Wniosek o ułaskawienie Jakuba Tomczaka został odesłany do Prokuratora Generalnego. Sąd Okręgowy w Poznaniu uznał, że nie jest właściwy do opiniowania w sprawie Polaka skazanego na podwójne dożywocie za gwałt i pobicie mieszkanki brytyjskiego Exeter.
W lutym br. wniosek o ułaskawienie Tomczaka wpłynął do Kancelarii Prezydenta RP, która zgodnie z procedurą przekazała go Prokuratorowi Generalnemu. Ten wysłał wniosek do zaopiniowania do Sądu Okręgowego w Poznaniu, który wcześniej w imieniu RP potwierdził wyrok sądu brytyjskiego, skazując Tomczaka na podwójne dożywocie.

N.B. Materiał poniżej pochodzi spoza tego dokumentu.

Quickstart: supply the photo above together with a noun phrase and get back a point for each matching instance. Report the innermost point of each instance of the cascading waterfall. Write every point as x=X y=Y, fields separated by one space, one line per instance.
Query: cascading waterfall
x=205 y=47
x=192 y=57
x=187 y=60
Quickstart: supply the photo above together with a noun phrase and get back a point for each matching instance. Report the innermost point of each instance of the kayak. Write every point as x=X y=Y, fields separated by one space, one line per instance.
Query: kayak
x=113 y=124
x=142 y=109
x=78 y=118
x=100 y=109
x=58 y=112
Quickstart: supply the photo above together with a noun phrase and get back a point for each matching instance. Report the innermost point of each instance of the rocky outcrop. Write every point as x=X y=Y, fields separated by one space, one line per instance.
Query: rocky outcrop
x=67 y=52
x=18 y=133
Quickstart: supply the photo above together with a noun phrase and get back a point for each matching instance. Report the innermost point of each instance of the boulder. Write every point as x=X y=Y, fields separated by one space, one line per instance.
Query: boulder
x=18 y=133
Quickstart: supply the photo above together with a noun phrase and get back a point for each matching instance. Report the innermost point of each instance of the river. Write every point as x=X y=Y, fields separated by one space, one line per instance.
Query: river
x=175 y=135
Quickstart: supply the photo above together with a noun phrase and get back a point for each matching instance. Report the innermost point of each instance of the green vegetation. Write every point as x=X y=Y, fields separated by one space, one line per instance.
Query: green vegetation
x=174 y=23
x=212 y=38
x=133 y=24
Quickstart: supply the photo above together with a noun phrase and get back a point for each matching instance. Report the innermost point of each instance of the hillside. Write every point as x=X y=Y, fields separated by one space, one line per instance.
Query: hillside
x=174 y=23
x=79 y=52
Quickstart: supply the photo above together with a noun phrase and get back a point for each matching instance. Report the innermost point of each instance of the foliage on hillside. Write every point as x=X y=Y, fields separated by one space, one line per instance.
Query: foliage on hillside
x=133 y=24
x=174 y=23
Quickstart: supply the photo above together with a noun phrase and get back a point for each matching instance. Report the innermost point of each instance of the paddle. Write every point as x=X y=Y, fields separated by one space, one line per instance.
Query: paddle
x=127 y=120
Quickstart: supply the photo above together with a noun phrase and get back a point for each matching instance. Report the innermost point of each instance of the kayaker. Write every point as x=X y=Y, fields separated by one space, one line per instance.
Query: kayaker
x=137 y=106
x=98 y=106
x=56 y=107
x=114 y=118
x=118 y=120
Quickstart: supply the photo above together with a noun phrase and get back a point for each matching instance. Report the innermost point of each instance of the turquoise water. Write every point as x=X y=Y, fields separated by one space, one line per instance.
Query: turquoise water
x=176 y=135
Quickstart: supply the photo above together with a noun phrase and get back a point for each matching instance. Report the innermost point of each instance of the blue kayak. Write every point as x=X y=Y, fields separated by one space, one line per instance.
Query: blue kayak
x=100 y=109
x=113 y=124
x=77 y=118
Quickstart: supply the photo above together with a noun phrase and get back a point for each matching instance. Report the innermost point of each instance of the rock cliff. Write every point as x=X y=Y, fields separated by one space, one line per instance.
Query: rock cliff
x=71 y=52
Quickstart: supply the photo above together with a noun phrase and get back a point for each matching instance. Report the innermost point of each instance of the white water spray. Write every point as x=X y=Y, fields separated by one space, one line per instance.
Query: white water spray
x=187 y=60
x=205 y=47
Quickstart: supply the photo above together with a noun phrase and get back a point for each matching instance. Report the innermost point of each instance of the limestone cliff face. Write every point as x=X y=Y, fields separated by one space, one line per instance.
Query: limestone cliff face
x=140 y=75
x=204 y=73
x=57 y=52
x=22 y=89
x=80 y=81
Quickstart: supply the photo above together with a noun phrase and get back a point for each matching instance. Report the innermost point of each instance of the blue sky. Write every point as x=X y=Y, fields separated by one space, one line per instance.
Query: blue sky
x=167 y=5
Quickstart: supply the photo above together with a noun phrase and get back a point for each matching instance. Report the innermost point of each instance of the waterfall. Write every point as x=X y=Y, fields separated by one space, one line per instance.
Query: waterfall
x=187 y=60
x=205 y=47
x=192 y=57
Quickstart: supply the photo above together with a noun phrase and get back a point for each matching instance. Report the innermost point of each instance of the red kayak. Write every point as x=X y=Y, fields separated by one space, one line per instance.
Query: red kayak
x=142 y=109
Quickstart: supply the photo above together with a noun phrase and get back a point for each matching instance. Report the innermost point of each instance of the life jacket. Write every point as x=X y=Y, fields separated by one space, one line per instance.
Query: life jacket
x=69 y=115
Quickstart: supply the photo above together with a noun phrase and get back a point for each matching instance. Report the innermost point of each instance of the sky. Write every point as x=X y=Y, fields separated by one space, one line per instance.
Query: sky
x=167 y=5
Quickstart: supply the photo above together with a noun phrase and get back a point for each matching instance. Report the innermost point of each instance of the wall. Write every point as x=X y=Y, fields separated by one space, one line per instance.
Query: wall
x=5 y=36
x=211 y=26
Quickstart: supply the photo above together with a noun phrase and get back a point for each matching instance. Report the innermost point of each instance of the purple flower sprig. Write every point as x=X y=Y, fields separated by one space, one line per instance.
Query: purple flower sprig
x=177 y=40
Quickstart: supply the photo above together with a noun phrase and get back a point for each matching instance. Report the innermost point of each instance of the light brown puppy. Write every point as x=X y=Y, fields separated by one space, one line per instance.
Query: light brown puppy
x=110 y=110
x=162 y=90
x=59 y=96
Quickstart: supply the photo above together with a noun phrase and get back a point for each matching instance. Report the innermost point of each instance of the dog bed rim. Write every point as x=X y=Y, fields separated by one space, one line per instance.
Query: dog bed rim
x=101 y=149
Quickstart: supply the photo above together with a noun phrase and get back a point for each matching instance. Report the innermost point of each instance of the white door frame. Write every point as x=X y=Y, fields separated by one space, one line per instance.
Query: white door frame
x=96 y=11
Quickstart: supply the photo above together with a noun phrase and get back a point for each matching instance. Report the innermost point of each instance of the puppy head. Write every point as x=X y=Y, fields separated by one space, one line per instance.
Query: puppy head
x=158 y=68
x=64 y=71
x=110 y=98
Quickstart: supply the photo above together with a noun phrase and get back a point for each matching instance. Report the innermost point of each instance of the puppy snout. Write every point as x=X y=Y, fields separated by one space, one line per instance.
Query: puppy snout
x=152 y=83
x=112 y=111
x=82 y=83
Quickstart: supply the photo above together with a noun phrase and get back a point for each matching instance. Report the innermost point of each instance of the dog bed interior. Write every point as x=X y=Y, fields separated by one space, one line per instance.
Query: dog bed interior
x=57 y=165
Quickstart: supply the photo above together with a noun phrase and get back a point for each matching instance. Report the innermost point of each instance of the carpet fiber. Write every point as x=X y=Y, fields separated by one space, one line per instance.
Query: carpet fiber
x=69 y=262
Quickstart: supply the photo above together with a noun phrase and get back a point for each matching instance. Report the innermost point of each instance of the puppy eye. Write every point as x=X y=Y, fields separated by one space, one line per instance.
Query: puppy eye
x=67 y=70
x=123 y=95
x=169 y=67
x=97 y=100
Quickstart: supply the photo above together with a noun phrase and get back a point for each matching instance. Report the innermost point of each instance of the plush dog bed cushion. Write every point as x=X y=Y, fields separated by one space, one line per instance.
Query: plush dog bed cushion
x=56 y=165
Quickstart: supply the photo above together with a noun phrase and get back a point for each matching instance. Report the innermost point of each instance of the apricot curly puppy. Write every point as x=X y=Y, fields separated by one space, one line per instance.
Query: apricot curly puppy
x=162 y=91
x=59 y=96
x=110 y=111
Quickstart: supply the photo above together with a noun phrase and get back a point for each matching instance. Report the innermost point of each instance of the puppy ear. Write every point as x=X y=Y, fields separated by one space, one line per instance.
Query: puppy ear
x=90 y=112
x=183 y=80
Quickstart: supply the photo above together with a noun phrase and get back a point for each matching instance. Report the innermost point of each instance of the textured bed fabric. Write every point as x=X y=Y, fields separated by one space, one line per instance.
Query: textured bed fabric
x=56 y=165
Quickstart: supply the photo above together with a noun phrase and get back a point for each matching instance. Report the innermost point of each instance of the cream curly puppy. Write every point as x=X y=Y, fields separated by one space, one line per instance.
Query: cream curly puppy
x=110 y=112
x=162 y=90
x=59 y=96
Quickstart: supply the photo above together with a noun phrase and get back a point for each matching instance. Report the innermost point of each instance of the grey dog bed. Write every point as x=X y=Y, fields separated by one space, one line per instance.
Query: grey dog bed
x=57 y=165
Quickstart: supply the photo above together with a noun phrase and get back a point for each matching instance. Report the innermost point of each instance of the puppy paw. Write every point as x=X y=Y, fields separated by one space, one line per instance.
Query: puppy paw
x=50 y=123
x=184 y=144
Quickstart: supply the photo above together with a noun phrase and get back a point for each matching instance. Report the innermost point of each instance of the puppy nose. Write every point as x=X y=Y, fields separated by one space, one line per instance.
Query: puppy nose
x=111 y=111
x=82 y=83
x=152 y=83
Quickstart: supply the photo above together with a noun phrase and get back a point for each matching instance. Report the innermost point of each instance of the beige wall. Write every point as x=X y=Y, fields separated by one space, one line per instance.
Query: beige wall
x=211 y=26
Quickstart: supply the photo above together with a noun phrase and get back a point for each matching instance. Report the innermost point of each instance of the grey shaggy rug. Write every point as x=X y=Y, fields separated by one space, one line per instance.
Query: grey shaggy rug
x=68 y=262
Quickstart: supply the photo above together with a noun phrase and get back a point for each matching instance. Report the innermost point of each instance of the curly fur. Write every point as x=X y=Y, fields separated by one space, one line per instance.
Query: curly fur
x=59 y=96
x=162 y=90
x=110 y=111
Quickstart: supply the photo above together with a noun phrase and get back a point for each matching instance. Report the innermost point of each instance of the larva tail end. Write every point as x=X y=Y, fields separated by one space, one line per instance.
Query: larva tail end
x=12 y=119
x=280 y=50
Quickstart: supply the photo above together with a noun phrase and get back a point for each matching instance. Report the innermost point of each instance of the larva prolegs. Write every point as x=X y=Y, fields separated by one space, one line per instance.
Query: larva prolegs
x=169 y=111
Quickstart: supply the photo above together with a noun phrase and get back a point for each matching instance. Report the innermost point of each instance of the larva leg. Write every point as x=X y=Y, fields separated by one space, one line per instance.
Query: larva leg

W środę poznański sąd okręgowy uznał, że nie jest właściwy do zaopiniowania wniosku, gdyż nie przekształcał on merytorycznie wyroku sądu angielskiego. Uzasadniając decyzję sędzia Mariusz Sygrela zaznaczył, że w związku z tym, iż poznański sąd nie badał okoliczności wymierzenia kary, nie ma kompetencji do opiniowania tego wniosku.
Teraz prezydent?
Sąd podkreślił też, że jego decyzja nie przekreśla prawa do łaski Jakuba Tomczaka. Prokurator Generalny może przesłać akta sprawy do Prezydenta RP bez opinii sądu. Takie rozwiązanie odpowiada wnioskodawcom ułaskawienia. - Mamy nadzieję - i o to apelujemy do Prokuratora Generalnego - że prześle on wniosek do prezydenta, tak aby ten mógł wszcząć właściwe postępowanie w sprawie prawa łaski - powiedział po ogłoszeniu decyzji mecenas Mariusz Paplaczyk reprezentujący rodzinę Tomczaka. Obrońcy zastrzegli jednak, że nie wiedzą, czy będą odwoływać się od decyzji sądu.
Podwójne dożywocie
W styczniu 2008 roku Sąd w Exeter skazał Tomczaka za gwałt i ciężkie pobicie 48-letniej Brytyjki na dwie kary dożywocia z możliwością warunkowego zwolnienia po 9 latach. Mężczyzna nie przyznał się do winy. Jednym z dowodów w tej sprawie było badanie materiału DNA. Był on zbieżny z DNA Jakuba Tomczaka.
Tomczak, zgodnie z wyrokiem sądu w Exeter, będzie mógł ubiegać się o przedterminowe zwolnienie po 9 latach. W Polsce skazani na dożywocie mogą starać się o takie zwolnienie dopiero po 25 latach.